Não sei se os mus leitores sabem que os antigos Compromissos Marítimos, como montepios e associações privadas de pescadores, tinham entre outros privilégios o direito de abater gado em açougue e talho próprio, para procederem à venda a retalho da carne aos "irmãos" do Corpo Santo, designação como era conhecida aquela instituição.
Lagos gravura antiga do sec. XVIII |
Acontece que esse privilégio concorria com os interesses dos magarefes e retalhistas daquela cidade, que pagavam os seus impostos ao município. O facto dos marítimos poderem comprar animais aos lavradores, geralmente sem pagarem o imposto correspondente, por alegarem ser em troca de peixe, já causava contestação pública, pior ainda era o facto de os poderem abater, retalhar e vender, abaixo do preço de mercado, entre os seus beneficiados. Os amigos e familiares dos pescadores compravam todos a carne no talho do Compromisso, por ser mais barata. Isto causava uma concorrência desleal, a que as autoridades geralmente fechavam os olhos, para não causarem mal estar com a classe marítima, cujos privilégios advinham desde os tempos fundacionais da nacionalidade.

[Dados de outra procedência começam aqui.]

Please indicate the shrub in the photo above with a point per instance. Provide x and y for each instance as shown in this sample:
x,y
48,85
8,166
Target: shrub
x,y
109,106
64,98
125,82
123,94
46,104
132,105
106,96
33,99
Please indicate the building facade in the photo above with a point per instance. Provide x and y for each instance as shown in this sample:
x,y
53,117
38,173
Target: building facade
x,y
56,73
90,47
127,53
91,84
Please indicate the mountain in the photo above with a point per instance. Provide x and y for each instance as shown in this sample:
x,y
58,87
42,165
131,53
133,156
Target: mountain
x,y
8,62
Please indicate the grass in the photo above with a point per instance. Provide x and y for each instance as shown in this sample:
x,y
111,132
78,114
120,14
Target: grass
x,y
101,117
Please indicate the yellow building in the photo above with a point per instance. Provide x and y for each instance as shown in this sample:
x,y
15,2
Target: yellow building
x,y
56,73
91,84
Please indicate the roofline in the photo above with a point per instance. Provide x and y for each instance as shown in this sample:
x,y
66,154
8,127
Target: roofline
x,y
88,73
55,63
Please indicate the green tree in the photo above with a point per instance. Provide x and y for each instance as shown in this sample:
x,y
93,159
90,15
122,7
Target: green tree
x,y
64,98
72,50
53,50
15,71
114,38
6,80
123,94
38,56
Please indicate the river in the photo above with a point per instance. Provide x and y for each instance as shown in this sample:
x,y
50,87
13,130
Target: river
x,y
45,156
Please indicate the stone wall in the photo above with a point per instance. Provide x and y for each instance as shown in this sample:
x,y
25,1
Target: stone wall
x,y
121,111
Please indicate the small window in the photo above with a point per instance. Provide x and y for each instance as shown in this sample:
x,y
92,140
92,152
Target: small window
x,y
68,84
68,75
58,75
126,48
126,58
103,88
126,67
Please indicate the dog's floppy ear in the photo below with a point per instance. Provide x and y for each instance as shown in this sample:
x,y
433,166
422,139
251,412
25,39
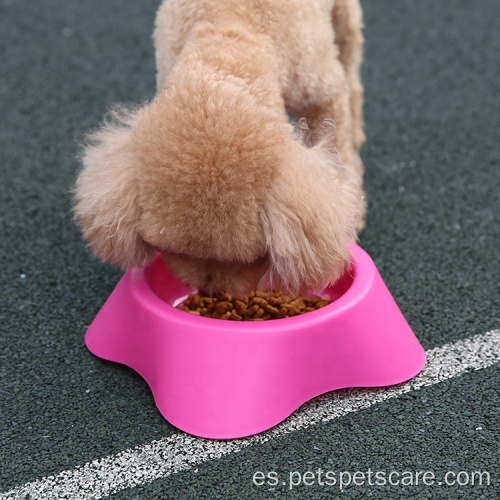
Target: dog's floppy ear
x,y
308,219
106,194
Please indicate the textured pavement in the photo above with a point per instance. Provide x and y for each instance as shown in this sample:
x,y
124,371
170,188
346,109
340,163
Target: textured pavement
x,y
432,80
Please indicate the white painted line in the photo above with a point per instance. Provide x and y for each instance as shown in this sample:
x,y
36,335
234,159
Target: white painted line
x,y
178,452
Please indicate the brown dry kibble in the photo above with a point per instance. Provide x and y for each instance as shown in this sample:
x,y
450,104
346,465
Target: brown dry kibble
x,y
258,305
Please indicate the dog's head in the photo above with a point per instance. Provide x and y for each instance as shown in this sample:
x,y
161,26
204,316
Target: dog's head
x,y
221,187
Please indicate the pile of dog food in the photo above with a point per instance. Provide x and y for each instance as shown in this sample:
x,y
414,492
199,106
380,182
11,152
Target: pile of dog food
x,y
256,306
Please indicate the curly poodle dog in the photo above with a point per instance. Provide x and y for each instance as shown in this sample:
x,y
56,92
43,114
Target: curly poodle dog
x,y
212,172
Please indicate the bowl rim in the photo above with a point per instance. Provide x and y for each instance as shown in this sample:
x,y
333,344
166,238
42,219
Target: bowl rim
x,y
363,274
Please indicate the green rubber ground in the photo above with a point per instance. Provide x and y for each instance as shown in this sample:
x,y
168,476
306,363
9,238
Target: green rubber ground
x,y
432,80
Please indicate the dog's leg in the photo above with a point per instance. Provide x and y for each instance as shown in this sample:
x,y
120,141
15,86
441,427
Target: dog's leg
x,y
347,23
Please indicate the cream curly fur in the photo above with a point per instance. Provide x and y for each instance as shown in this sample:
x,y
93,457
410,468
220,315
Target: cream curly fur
x,y
211,173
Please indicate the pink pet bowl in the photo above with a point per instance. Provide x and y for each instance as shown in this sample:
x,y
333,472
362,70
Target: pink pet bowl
x,y
229,379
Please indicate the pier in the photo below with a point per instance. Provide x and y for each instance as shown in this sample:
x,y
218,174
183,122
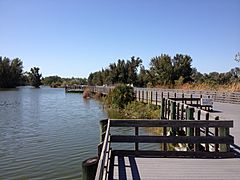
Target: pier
x,y
197,140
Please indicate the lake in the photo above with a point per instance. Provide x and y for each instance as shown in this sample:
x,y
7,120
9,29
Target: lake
x,y
46,133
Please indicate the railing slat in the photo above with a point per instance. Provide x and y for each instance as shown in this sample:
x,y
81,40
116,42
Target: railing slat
x,y
172,123
171,139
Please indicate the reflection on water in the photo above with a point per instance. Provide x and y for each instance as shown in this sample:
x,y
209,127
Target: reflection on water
x,y
46,134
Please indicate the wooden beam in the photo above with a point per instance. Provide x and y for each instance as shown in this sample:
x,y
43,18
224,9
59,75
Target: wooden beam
x,y
172,123
174,154
171,139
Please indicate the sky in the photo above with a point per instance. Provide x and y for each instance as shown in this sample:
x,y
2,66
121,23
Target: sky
x,y
72,38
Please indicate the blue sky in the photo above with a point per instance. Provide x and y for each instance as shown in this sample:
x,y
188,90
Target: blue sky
x,y
75,37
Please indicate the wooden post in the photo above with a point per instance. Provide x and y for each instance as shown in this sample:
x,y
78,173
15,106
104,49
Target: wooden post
x,y
162,116
103,128
224,132
197,132
151,97
89,168
136,134
216,134
207,132
173,116
165,108
178,109
156,98
182,112
190,116
147,97
190,131
191,99
139,96
168,106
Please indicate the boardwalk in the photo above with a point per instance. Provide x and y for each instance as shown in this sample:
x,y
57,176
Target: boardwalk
x,y
185,168
175,168
230,111
212,163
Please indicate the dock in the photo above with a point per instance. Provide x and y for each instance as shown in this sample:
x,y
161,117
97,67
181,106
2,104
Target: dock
x,y
211,136
74,88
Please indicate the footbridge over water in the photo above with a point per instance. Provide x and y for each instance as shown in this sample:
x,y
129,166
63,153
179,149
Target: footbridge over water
x,y
196,141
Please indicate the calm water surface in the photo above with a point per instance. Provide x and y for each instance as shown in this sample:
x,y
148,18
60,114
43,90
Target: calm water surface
x,y
46,134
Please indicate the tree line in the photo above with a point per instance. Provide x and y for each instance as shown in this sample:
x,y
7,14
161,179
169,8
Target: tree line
x,y
12,75
163,70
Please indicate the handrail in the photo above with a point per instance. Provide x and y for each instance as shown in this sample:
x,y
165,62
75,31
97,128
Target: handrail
x,y
170,123
190,135
102,159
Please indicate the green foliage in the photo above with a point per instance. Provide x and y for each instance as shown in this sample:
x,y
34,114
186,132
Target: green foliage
x,y
120,96
122,72
10,72
237,57
161,70
56,81
35,77
135,110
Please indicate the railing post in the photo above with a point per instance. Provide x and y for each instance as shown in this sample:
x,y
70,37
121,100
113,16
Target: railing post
x,y
168,107
216,134
162,116
197,131
156,98
151,97
224,132
190,131
136,134
103,128
207,132
147,97
173,115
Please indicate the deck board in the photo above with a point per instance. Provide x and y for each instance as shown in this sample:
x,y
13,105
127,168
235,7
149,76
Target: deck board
x,y
176,168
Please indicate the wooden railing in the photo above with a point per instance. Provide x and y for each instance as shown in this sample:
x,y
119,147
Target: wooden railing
x,y
104,149
217,96
193,139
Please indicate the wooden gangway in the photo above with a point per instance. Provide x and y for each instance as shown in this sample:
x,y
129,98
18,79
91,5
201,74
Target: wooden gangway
x,y
75,88
209,153
221,163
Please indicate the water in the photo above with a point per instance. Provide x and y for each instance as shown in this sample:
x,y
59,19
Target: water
x,y
46,134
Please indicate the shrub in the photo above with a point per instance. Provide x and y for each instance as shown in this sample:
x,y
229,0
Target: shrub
x,y
120,96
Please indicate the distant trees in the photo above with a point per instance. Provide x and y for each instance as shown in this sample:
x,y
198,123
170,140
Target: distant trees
x,y
10,72
125,72
56,81
163,70
35,77
237,57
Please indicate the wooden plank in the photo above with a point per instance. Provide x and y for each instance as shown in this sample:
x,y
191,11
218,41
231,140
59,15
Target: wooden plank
x,y
174,154
102,159
179,168
172,123
171,139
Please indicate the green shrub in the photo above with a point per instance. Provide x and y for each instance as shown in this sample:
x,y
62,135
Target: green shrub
x,y
120,96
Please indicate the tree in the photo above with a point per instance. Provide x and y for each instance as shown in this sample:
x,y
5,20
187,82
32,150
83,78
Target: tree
x,y
161,70
10,72
120,96
237,57
182,67
35,77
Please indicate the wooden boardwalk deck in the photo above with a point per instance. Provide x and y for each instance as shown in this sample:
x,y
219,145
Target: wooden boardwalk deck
x,y
175,168
127,166
230,111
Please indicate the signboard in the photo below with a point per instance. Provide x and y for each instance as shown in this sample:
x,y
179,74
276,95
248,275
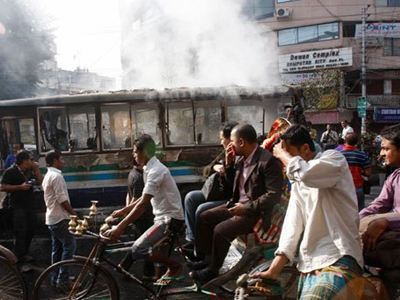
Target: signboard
x,y
390,30
315,60
362,107
322,117
297,78
389,115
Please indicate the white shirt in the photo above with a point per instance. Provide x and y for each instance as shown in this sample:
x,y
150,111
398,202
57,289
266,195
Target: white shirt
x,y
243,198
55,192
346,131
322,206
158,182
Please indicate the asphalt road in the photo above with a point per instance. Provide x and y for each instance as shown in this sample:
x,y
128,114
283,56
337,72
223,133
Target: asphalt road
x,y
41,251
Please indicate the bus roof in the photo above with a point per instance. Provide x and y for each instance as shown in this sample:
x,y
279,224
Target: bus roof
x,y
233,92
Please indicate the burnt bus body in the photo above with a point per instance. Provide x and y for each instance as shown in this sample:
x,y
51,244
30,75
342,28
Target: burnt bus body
x,y
95,132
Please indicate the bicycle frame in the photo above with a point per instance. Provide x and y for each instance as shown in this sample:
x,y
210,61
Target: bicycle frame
x,y
97,257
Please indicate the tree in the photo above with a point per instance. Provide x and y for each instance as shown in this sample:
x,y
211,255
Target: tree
x,y
24,46
322,91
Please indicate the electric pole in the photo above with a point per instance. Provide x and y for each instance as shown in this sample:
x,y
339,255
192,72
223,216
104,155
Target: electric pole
x,y
363,68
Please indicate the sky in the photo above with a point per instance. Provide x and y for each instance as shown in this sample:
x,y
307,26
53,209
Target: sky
x,y
87,33
167,43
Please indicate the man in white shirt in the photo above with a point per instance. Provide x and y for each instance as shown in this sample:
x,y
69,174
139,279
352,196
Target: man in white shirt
x,y
346,129
58,210
322,218
329,138
161,191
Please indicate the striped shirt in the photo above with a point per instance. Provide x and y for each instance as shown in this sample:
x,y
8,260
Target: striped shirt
x,y
358,161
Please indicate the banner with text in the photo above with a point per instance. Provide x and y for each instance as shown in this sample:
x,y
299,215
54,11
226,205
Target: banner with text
x,y
390,30
316,60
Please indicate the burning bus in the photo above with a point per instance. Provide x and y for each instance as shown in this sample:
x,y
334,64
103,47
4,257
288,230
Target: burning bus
x,y
95,132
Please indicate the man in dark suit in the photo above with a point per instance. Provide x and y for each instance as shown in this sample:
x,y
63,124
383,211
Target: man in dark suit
x,y
257,186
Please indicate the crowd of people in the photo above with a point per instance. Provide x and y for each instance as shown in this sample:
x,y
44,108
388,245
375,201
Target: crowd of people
x,y
321,227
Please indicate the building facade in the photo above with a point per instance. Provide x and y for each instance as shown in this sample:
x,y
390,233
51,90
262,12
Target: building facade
x,y
319,35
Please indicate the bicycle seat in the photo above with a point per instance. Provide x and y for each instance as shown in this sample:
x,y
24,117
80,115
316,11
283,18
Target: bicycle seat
x,y
7,254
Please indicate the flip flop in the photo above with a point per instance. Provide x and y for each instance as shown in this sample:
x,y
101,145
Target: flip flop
x,y
166,280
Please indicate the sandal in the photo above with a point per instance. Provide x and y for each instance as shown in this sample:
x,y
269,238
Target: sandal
x,y
166,280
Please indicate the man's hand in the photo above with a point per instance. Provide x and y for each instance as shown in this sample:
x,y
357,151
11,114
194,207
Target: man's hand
x,y
220,169
114,233
119,213
237,210
35,166
265,275
373,233
230,154
25,186
280,153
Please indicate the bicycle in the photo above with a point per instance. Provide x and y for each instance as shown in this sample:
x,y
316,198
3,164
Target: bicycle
x,y
92,280
12,284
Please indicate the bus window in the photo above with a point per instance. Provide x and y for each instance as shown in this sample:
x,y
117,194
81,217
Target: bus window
x,y
179,117
116,126
208,122
250,114
145,121
18,131
82,123
53,129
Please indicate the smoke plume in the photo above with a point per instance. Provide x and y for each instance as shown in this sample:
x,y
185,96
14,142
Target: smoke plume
x,y
175,43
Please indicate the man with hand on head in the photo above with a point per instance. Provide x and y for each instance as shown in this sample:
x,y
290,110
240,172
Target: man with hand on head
x,y
321,221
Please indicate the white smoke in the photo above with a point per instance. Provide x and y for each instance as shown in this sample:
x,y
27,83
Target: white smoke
x,y
175,43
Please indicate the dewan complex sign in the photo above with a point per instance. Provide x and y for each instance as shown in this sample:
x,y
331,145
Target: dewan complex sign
x,y
315,60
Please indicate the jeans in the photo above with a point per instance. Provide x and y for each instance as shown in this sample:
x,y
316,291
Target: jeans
x,y
63,247
24,224
360,198
195,204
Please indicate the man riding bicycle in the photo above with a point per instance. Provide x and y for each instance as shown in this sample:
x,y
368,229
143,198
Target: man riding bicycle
x,y
161,191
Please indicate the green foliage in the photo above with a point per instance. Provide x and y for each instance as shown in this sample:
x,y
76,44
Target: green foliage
x,y
322,91
24,46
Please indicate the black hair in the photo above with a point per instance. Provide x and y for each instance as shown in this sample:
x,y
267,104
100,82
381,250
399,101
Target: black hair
x,y
297,135
52,156
22,156
351,139
145,144
246,132
227,129
392,134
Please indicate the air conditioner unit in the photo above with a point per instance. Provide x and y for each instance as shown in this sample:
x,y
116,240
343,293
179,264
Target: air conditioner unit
x,y
281,13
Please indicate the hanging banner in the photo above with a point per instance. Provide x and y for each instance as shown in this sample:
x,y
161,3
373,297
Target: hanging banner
x,y
387,114
297,78
315,60
390,30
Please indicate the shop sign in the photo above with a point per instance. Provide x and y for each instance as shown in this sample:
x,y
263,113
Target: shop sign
x,y
386,114
316,60
297,78
389,30
362,107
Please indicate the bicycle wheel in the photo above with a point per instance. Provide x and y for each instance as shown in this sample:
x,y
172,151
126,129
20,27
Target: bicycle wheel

Acontece, porém, que em 1827, sob a regência de D. Isabel Maria, numa situação transitória para a entronização de D. Miguel, e num clima de instabilidade política, o Juiz e oficiais da Real Casa do Compromisso Marítimo da Cidade de Lagos, não estavam em boa sintonia com a autarquia, em cuja vereação mantinham um Procurador com as mesmas regalias e distinções que os edis eleitos. Recrudesceu nessa altura a velha e relha polémica da venda de carne no talho do Compromisso a preços desfavoráveis aos interesses dos talhantes comerciais, que pagavam os impostos regulamentados.
Costa de Lagos e bateria do Pinhão. George Landmann, 1821 |
Por essa razão, e também por antigas dissenções políticas, o Juiz do Compromisso enviou por escrito ao Desembargo do Paço uma súplica, ou seja, uma queixa oficial contra a Câmara de Lagos, por esta se recusar a cumprir a Provisão que ordenava aos Almotacés municipais (fiscais do mercado local), que deixassem prover os suplicantes arbitrariamente da carne do seu açougue e outras providencias. Queixa-se ainda o Juiz do Compromisso de ser aquela Real Casa vexada nas suas prerrogativas especiais, pelo facto do seu Marchante ter sido multado pecuniariamente pelos almotacés municipais.
A Provisão Régia que reconhecia o privilégio do Compromisso Marítimo de Lagos possuir um açougue e talho próprio estava datada de 17-07-1826, apensando-se uma cópia da mesma ao processo enviado ao Desembargo do Paço, que era uma espécie de última instância para os recursos ou súplicas de justiça.
Acresce dizer que o privilégio concernente à venda de carne em talho exclusivo, era comum a outros Compromissos, nomeadamente aos de Tavira e Faro.
Importa, por fim, esclarecer que esta queixa do Compromisso Marítimo de Lagos, foi alvo de apreciação fundamentada pelos juízes do Desembargo, pelo que teve provisão favorável, confirmada em 7 de janeiro de 1828. A Câmara de Lagos teve de baixar a cabeça e ceder aos interesses dos pescadores locais, o que em tempos tão arbitrários como os da usurpação miguelista era muito raro de acontecer.
Este processo encontra-se no Arquivo Nacional da Torre do Tombo (ANTT), núcleo do Desembargo do Paço, na secção Alentejo e Algarve, Maço 825, n.º 112.